Mécanismes généraux de la mise en place du SNC

Le phénomène de neurulation et l’induction neurale

La neurulation fait suite chez l’embryon à la gastrulation, qui aboutit à l’agencement des trois feuillets cellulaires primitifs, avec un feuillet interne nommé endoderme, un feuillet intermédiaire, le mésoderme, et un feuillet externe, l’ectoderme. Contrairement aux cellules ectodermiques adjacentes, qui se sont aplaties durant cette phase, les cellules ectodermiques dorsales se sont allongées et forment ainsi une structure épithéliale monocouche nommée plaque neurale (figure 1). Durant la neurulation, cette structure va être affectée par des mouvements morphogénétiques, la plaque se creusant en gouttière, puis ses bords s’épaississant et se soulevant pour former les bourrelets neuraux. L’enroulement progressif des bourrelets courbe la plaque jusqu’à ce qu’ils puissent se toucher et fusionnent dorsalement, formant un tube neural parallèle à l’axe antéro-postérieur de l’embryon.

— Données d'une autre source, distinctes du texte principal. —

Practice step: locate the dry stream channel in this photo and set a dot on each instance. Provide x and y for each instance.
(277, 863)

Ce tube neural s’individualise de l’épiderme présomptif sous-jacent grâce à des modifications d’adhérence des cellules. Si la neurulation se produit simultanément sur toute la plaque neurale chez les Amphibiens, elle débute dans la région céphalique chez le poulet et en plusieurs points de l’axe chez les Mammifères, pour s’étendre ensuite antérieurement et postérieurement dans les deux cas.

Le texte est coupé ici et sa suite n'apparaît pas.